W kōżdym domu trocha inakszyj
Zacznijmy od tego, że nie ma czegoś takiego jak jedna typowa kuchnia śląska. Zarówno ta zwykła, jak i wigilijna. Śląsk nigdy nie był monolitem, więc i kuchnia będzie zróżnicowana. Skupię się dlatego na kilku flagowych daniach, kilku rodzinnych i kilku dawniejszych i zapomnianych już dziś daniach.
Zupy
Barszczu z uszkami i zupy grzybowej nie znajdziecie na śląskich stołach. Będą za to zupy na bazie piernika i konopi. No i ryb. Na pierwszy ogień idzie siemieniotka, czyli zupa z siemienia konopnego. Ale nie jest to zupa stricte śląska. Występowała na Śląsku, ale też w Małopolsce, Wielkopolsce i Morawach. Jest to danie, które tradycjami sięga średniowiecza i jest to zupa niespecjalnie egzotyczna. Do jej wykonania potrzebne będą nasiona konopne, kasza, cebula i przyprawy. W wersji wiejskiej - śmietana, a w wersji staromiejskiej bez niej, gdyż w średniowieczu nabiał nie był aż tak popularny w miastach. A co do walorów smakowych? Nie jadłem, to swojej opinii nie podam, ale są fani tej zupy, jak i zagorzali przeciwnicy.

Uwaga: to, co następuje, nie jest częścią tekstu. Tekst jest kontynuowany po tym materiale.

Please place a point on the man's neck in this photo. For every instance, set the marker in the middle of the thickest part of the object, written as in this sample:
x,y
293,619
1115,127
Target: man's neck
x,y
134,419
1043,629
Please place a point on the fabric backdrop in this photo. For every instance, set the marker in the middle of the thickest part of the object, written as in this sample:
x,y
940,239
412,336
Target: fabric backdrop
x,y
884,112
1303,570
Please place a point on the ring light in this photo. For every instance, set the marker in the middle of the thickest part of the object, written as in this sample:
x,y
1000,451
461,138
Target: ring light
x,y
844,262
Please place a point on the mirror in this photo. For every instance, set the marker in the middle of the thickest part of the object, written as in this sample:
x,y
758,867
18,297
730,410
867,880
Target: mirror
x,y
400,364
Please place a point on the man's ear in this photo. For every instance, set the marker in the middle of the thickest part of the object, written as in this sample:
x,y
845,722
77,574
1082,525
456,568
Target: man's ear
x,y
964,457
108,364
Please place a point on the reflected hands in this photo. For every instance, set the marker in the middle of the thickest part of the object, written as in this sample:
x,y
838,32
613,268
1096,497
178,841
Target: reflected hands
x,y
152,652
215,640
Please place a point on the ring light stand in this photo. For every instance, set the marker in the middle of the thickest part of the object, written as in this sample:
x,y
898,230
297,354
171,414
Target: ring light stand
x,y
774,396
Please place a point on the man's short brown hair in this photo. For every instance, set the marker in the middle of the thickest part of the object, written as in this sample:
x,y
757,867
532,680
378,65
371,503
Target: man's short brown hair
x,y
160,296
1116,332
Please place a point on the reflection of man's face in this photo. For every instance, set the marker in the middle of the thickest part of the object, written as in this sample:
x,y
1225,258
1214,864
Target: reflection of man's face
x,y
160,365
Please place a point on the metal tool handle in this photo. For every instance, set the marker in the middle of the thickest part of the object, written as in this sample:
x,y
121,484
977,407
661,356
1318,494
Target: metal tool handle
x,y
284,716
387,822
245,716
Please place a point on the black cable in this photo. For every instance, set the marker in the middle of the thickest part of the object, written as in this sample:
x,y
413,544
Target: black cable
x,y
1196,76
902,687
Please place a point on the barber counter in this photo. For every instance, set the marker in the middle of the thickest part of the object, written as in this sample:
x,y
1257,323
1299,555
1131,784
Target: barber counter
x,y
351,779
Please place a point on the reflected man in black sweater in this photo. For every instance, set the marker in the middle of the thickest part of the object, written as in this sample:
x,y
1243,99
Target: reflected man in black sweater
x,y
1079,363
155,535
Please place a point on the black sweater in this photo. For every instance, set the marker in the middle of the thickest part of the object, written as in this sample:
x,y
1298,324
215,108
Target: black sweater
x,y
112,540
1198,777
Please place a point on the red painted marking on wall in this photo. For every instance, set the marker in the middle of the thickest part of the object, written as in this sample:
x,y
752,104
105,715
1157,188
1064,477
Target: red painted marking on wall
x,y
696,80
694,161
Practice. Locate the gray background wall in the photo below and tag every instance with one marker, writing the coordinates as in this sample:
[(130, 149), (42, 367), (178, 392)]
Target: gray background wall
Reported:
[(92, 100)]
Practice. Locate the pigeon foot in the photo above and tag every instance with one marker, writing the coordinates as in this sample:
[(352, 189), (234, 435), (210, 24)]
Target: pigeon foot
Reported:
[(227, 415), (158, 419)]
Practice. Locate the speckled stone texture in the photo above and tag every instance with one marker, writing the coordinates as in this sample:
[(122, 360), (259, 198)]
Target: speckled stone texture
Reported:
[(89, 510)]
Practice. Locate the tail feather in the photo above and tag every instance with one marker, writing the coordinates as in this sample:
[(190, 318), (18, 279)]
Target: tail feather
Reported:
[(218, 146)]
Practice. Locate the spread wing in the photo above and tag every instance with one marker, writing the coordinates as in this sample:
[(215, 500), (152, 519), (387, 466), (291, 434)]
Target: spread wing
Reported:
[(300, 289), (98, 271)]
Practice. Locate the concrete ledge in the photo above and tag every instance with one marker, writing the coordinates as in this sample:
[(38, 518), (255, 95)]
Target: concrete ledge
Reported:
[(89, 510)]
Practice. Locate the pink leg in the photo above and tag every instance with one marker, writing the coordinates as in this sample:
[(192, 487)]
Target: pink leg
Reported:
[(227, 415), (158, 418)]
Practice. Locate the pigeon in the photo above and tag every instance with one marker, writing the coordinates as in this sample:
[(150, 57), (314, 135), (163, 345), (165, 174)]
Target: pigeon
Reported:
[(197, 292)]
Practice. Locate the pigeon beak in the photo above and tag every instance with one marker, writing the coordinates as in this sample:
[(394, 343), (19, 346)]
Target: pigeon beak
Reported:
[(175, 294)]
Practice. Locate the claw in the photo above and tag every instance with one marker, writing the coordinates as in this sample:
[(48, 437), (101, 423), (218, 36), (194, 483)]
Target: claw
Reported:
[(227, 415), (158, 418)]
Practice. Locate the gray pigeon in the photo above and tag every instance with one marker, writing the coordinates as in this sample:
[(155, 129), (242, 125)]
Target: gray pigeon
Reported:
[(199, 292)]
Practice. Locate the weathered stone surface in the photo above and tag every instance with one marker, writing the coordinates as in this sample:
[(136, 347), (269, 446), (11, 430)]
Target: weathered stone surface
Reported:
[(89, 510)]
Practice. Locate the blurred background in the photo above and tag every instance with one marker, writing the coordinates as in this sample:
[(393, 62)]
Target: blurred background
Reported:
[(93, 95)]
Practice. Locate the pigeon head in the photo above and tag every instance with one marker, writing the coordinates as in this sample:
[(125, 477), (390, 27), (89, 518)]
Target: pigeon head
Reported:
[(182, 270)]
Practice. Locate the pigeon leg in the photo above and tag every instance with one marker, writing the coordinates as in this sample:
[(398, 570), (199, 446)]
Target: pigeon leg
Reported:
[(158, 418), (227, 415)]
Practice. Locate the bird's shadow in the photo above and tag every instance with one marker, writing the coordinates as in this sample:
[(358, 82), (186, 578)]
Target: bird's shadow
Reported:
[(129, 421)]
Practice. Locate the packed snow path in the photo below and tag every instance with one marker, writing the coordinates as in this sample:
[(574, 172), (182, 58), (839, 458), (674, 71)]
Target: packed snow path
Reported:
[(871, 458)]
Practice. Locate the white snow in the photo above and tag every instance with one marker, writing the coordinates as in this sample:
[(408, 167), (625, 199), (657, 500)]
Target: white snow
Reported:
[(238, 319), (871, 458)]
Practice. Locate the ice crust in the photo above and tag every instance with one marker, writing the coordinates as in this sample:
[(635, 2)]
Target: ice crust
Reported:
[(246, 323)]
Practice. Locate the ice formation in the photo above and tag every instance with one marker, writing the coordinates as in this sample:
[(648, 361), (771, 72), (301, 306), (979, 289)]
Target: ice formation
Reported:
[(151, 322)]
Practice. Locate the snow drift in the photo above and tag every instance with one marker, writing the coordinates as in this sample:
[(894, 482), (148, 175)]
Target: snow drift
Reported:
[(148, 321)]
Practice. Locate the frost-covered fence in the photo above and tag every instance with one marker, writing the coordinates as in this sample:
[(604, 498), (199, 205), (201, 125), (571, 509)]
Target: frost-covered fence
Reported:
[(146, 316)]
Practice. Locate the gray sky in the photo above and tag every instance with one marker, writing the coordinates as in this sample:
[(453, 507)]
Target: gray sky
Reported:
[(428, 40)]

Kolejną zupą jest moczka, czyli zupa z piernika, albo zalewajka z niego. Bazą zawsze jest piernik, do którego dodaje się wedle uznania dodatki i zalewa wywarem bądź alkoholem. Sam piernik to oczywiście ciasto w dawnych wiekach dość drogie i prestiżowe, gdyż wymaga wielu egzotycznych przypraw i dobrego miodu. A jak w Muzeum Piernika w Toruniu mówią: mieszanka przypraw składa się z pieprzu, goździków, cynamonu, imbiru i gałki muszkatołowej. Więc czym najlepiej zalać to wspaniałe ciasto? Wywarem ze śledzia.

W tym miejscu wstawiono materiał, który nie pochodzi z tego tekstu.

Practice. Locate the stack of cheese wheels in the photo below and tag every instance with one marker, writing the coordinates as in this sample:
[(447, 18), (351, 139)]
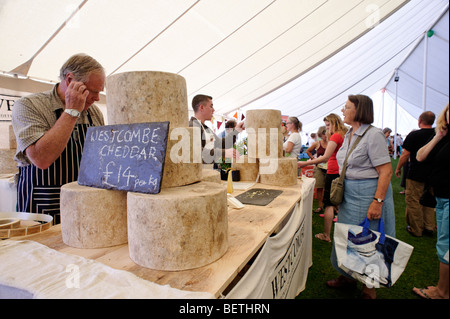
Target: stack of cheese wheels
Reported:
[(265, 142), (185, 226), (248, 168), (138, 97), (180, 228), (93, 217)]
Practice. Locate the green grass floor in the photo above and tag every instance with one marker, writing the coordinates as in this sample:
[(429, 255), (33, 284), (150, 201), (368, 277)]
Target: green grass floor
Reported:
[(421, 271)]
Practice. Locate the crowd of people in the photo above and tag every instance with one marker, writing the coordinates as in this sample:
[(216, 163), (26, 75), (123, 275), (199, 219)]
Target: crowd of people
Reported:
[(46, 123), (368, 191)]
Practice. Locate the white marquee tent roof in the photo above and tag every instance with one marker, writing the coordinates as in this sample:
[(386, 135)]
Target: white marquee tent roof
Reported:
[(245, 53)]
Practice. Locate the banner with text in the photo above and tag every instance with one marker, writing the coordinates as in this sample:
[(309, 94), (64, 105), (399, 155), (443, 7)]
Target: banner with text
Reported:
[(281, 268)]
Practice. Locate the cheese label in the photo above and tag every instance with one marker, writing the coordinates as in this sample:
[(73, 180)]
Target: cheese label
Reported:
[(128, 157)]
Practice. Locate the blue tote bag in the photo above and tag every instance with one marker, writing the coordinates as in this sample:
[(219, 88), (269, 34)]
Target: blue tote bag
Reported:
[(373, 258)]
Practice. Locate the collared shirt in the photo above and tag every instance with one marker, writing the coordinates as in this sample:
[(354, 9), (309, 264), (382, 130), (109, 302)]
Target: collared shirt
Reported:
[(34, 115), (372, 151)]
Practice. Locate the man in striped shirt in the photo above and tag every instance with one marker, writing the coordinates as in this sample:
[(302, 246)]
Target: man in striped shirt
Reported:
[(50, 128)]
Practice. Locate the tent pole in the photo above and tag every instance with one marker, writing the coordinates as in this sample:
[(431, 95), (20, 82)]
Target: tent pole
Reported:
[(382, 107), (425, 70), (397, 78)]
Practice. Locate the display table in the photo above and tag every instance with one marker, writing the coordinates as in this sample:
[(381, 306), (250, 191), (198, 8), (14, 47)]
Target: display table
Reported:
[(249, 229)]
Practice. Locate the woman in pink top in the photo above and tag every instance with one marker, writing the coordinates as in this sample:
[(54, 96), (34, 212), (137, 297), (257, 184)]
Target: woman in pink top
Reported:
[(335, 131)]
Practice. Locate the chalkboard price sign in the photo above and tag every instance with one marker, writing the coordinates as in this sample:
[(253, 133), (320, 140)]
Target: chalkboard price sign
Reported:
[(127, 157)]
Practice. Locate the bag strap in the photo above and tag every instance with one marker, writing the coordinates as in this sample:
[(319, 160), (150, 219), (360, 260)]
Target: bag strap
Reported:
[(365, 225), (344, 168)]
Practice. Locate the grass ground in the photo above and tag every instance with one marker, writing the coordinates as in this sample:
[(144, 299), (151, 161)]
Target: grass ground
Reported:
[(421, 271)]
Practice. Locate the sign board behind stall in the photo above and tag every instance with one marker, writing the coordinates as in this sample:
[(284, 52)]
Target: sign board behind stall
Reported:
[(127, 157)]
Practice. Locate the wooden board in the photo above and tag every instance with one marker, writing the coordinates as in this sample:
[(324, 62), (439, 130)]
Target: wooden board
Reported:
[(128, 157), (248, 230), (259, 196)]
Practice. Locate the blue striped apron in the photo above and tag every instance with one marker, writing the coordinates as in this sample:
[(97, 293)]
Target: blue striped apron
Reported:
[(38, 190)]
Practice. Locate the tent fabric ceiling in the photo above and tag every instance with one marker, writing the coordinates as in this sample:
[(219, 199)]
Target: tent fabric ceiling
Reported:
[(367, 65), (302, 57), (410, 85), (234, 50)]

Tak, moczka w swojej najklasyczniejszej wersji zalewała piernik wywarem rybnym i stąd też powstał pewien podział wśród Ślązaków. Schizma by rzecz. Część została przy dawnej moczce, część zaczęła zalewać piernik ciemnym piwem bądź mlekiem, a jeszcze inni doszli do wniosku, że sam wywar rybny jest całkiem smaczny. Moja rodzina zalicza się do tej trzeciej części.
Zupa rybna, czy konkretniej zupa z łbów rybich to symbol świąt dla mnie. Gotowana niczym rosół cały dzień przed wigilią i podawana z grzankami pływającymi w zupie to poezja kulinarna. W ciągu ostatnich stu lat karp zdominował wywar, ale nie pogorszyło to jakości zupy. Jeżeli mulisty smak to symbol karpia, to zupa pozbawiona jest tego posmaku. Jest to zdecydowanie najmniej popularna śląska zupa świąteczna, ale trochę domów z nią się znajdzie, a poza tym gwarantuję, że to ultymatywne danie śląskiej kuchni. Godne polecenia i zachęcam, aby spróbować samemu.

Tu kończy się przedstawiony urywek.